Apologies to the New York readership of Mostly Modern Media for failing to alert you before the fact, but I passed through your densely populated neck of the woods yesterday. I was only in the city itself for about an hour while transferring from Amtrak to NJ Transit, but between that and a subsequent stint in Secaucus, I think I had a good stereotypical New York experience.
First, I saw not one but two people talking emphatically to no one in particular. One just seemed to be narrating harmlessly. The other was making specific threats about how the black man isn't going to stand for this and so forth. For a minute or two, I thought he was talking with customer support of some kind, but then I noticed he had no phone.

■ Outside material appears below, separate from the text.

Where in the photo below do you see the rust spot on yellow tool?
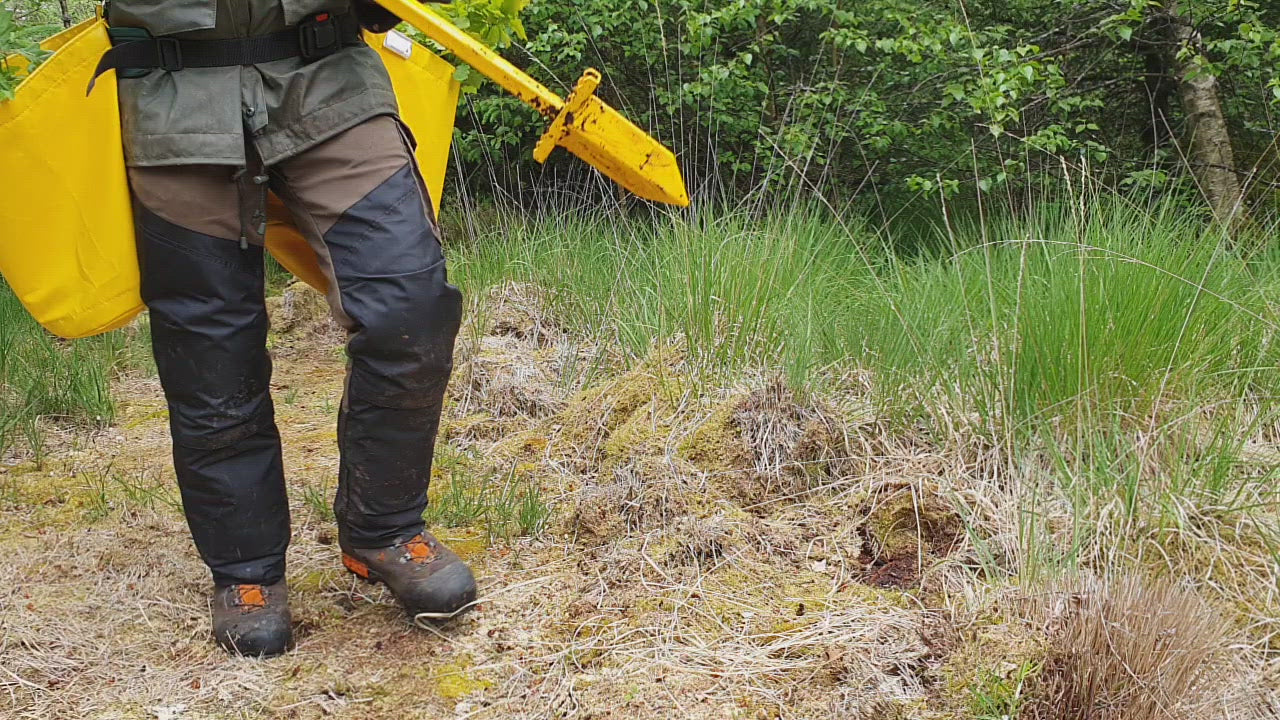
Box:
[378,0,689,208]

After venturing out to Montclair State, I wound up in Secaucus. That was fine, but everything ran a little long, and I wasn't sure how I'd get back to Penn Station in time. After the cab company listed on the hotel kiosk bailed out ("We're actually in Teaneck, so we'd have to go all the way to Secaucus to get you ..."), I waited desperately at the front desk and scaled back my request from the Penn Station in Manhattan to the Penn Station in Newark. (Gotta love Amtrak's flexibility.)

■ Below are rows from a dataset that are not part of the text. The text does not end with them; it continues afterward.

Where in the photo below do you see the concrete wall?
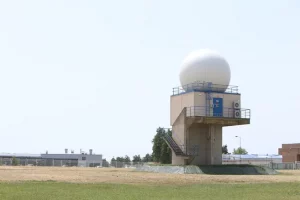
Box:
[170,92,194,126]
[170,92,241,126]
[172,111,186,145]
[170,92,241,165]
[278,143,300,162]
[187,124,222,165]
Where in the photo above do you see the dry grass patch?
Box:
[0,166,300,185]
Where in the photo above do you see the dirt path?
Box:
[0,166,300,185]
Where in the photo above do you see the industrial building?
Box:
[278,143,300,163]
[0,149,102,167]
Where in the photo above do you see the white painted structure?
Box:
[179,49,231,92]
[169,50,250,165]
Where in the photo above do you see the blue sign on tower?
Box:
[213,98,223,117]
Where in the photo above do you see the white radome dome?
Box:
[179,49,231,92]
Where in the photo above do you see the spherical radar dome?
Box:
[179,49,231,92]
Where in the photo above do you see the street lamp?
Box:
[235,135,242,164]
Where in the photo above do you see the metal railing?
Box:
[164,133,199,156]
[173,82,239,95]
[186,106,251,119]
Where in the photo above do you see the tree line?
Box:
[108,127,248,164]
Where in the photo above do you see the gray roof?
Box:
[0,153,41,158]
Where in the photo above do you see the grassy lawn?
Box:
[0,182,300,200]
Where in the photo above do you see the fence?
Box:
[0,157,144,168]
[0,157,300,170]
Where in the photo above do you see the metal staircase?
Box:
[163,133,186,156]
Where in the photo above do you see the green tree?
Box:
[222,144,228,154]
[12,157,19,166]
[132,155,142,162]
[232,147,248,155]
[152,127,172,164]
[142,153,153,162]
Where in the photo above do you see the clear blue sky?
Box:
[0,0,300,159]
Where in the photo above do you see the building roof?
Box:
[0,153,41,158]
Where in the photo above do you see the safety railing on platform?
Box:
[186,106,251,119]
[173,82,239,95]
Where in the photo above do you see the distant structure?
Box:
[0,149,102,167]
[164,49,250,165]
[278,143,300,163]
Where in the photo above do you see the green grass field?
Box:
[0,181,300,200]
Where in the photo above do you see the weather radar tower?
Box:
[164,49,250,165]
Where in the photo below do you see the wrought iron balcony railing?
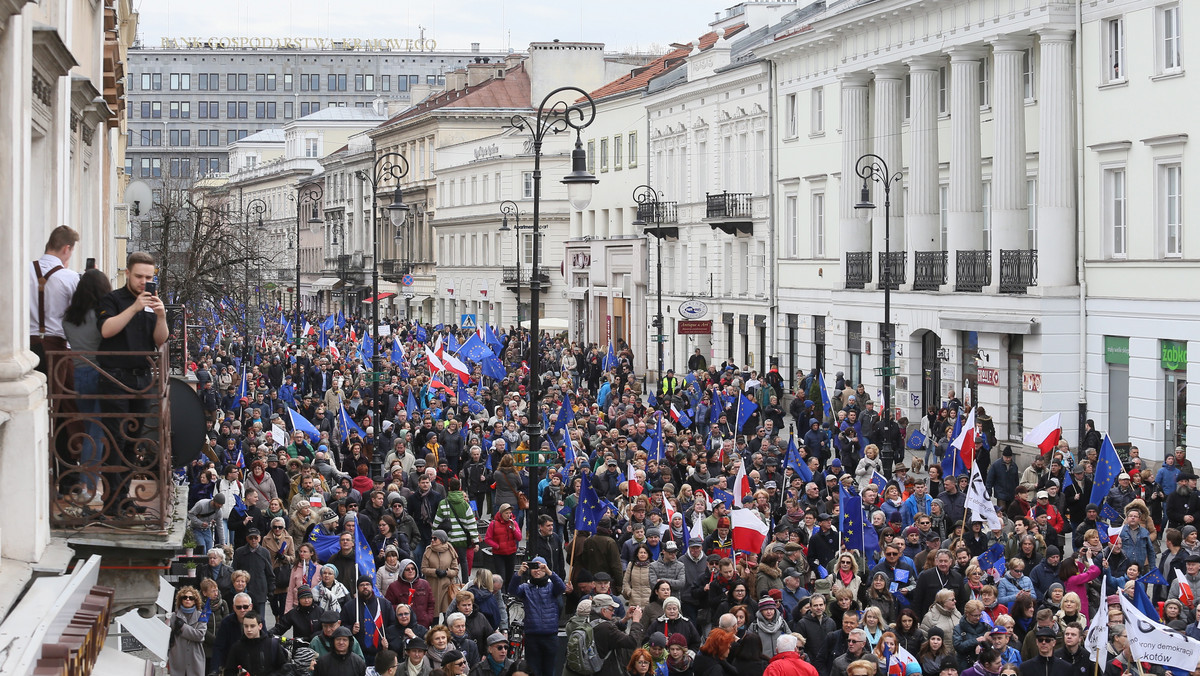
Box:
[47,343,174,532]
[1000,249,1038,293]
[706,192,752,219]
[912,251,948,291]
[954,249,991,293]
[846,251,871,288]
[880,251,908,291]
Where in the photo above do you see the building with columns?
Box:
[756,0,1086,449]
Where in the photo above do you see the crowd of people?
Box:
[32,240,1200,676]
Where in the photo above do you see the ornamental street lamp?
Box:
[512,86,600,549]
[354,152,409,441]
[634,185,665,382]
[289,183,325,348]
[854,152,901,475]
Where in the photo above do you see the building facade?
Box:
[125,40,504,178]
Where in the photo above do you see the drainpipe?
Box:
[1075,2,1087,444]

Enter a cab traveling maybe 60 mph in a hotel driveway. I made my train with enough time left to have my first snack of the day.
Along the way, we were stopped alongside a car with an attractive young Hispanic woman. The taxi driver: "Mmmm ... Spanish p----."
He quickly realized the voice in his head had connected with the voice in his mouth, and he deftly shifted into a public-service announcement on the diversity of Newark.